Ser casi viejo te da derecho a pasarle inventario a la vida. Producto de la movilidad social de los años sesenta del siglo pasado,  la primera maravilla de mi existencia fue el descubrimiento de la palabra. Vengo de esas jornadas.

Vi con mis ojos el labio hinchado de poder y soberbia de Rafael Leonidas Trujillo Molina, el déspota más engreído de la historia americana. Sentí en mi propia conciencia la opresiva atmósfera de lo que significaba la polarización entre la vida y la palabra. Nuestro signo era el silencio.

Tras la caída de la tiranía se abrió el esplendor de un discurso humanista.  Como Trujillo nos había separado de las corrientes del pensamiento universal, los que entonces éramos jóvenes habíamos creído en el simplismo épico de dividir la sociedad entre trujillistas y antitrujillistas, pero pronto  esa última inocencia estallaría abriendo un espacio de injurias a nuestros ideales, y tejiendo los primeros tormentos de un largo martirologio inacabado.

Aun así, quitamos los cerrojos de los labios, hicimos poemas, contamos historia, nos desgarramos gritando el sueño de una reconquista de nosotros mismos, casi perdidos y  tomados por los bríos  del ideal, con las camisas en llamas, jurando que la explotación del hombre por el hombre estaba a la vuelta de la esquina.

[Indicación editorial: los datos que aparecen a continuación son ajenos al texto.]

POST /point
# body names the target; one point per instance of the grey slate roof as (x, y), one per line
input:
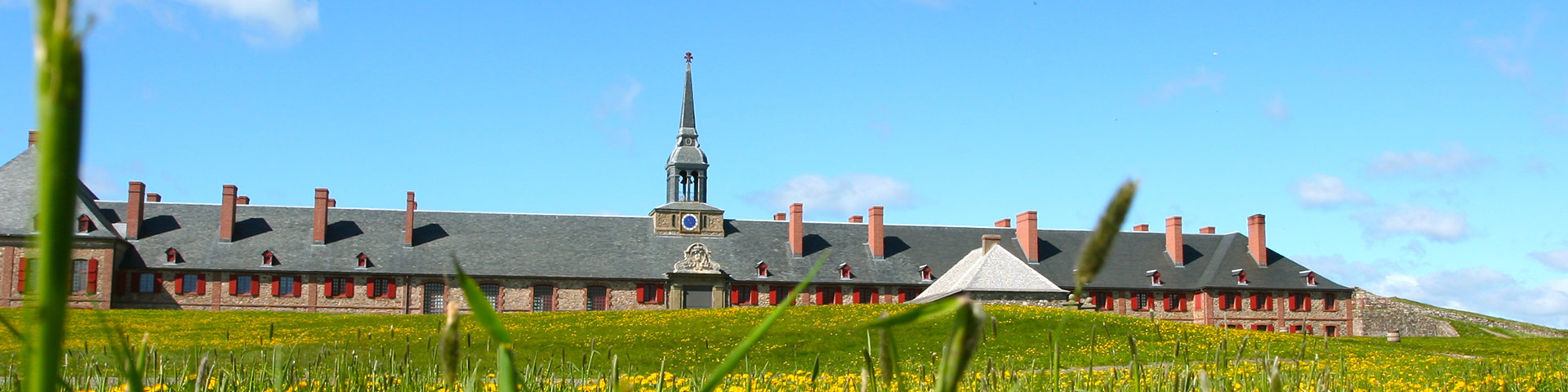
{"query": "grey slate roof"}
(20, 199)
(988, 272)
(586, 247)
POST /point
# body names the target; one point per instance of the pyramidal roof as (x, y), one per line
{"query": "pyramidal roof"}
(988, 272)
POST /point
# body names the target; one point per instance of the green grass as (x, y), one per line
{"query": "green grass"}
(1517, 325)
(702, 337)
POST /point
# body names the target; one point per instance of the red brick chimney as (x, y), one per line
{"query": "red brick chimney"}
(226, 214)
(1174, 245)
(797, 231)
(874, 234)
(318, 228)
(1254, 238)
(134, 209)
(1029, 235)
(408, 221)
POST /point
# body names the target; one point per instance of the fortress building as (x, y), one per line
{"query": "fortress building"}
(234, 256)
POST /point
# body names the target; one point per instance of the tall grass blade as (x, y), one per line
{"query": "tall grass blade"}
(1104, 234)
(761, 330)
(506, 371)
(60, 93)
(963, 341)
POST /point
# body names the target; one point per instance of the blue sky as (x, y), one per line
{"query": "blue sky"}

Nuestros puñitos rosados alzados contra la injusticia eran conmovedores. Nada sabíamos de las leyes de la realidad.

Entonces fuimos comunistas.

Todos los fetiches del alma los inscribimos en nuestras banderas, y encallamos en el eje de las revoluciones que azotaban los pueblos del continente americano esa década ardiente.  Vimos morir a muchos  “subiendo las escarpadas montañas de Quisqueya”, desaparecidos en las cárceles, fusilados en parajes inhóspitos, cazados como bestias en el asfalto de las ciudades, o vendidos, simplemente entregados, domesticados y despojados del escozor de las antiguas subversiones que es, también, otra forma de morir.

Atribulados por la extensión del alba, los del sesenta vieron desmoronarse, en un breve lapso el ideal comunista. Poco más de diez siglos de  pensamiento revolucionario se vinieron abajo junto con la caída estrepitosa  del muro de Berlín.

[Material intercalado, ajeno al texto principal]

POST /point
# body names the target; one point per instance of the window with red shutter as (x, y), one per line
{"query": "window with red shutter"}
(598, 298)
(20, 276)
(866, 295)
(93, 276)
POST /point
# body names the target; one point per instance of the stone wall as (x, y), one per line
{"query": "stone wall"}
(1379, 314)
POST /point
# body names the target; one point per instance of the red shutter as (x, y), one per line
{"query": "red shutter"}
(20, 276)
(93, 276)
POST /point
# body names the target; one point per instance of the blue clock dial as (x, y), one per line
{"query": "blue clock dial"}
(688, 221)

A todos nos vistieron de cenizas, en un mundo unipolar que escarnece los sueños. Nos quedamos agitando pañuelos en la noche, buscando nuevas palabras para vestir esfinges, esculpiendo la ironía básica que nos permitiría entender los terribles caminos que se abrían por delante.

Fue bajo la mirada negra y cejuda del desconsuelo que nosotros descubrimos el horror, la mentira y el crimen. Todo lo que nuestras almas anhelaban se resumía en el descubrimiento alborozado de la palabra libertad, y en el rebelde gesto de pedir la justicia.

Era el vacío ensordecedor lo que nos cercaba, pero nunca le asignamos a la muerte esa clarividencia que la vida no tiene, y hoy todo nuestro vivir, queramos o no, está entretejido con ese pasado. Yo nunca he escrito una sola línea en mi vida que no esté en relación con todos esos acontecimientos que se desataron en el país después de la muerte de Trujillo, porque esa es la única manera posible  de fijar la adolorida memoria de las grandes pérdidas. ¡Las grandes pérdidas!

Aunque hoy ya no queden trapos sagrados que defender. No hay principios, sino estrategias. Se desandan los pasos, incluso el pasado nos da miedo. Se reescriben los libros airados, o se borran los grafemas. No hay canallas en la República Dominicana, sino diferencias cuantitativas entre los actos humanos.

Todo se compra y se vende, en la sociedad actual la práctica cotidiana le apaga los fueguitos del alma a cualquiera, porque la bandera que capitanea nuestra realidad es el individualismo y la corrupción.  Y eso es lo que somos, náufragos, sobrevivientes, argonautas de las decepciones, parias emboscados en la resaca de las madrugadas.

Soy casi viejo,  tengo derecho a pasarle inventario a la vida.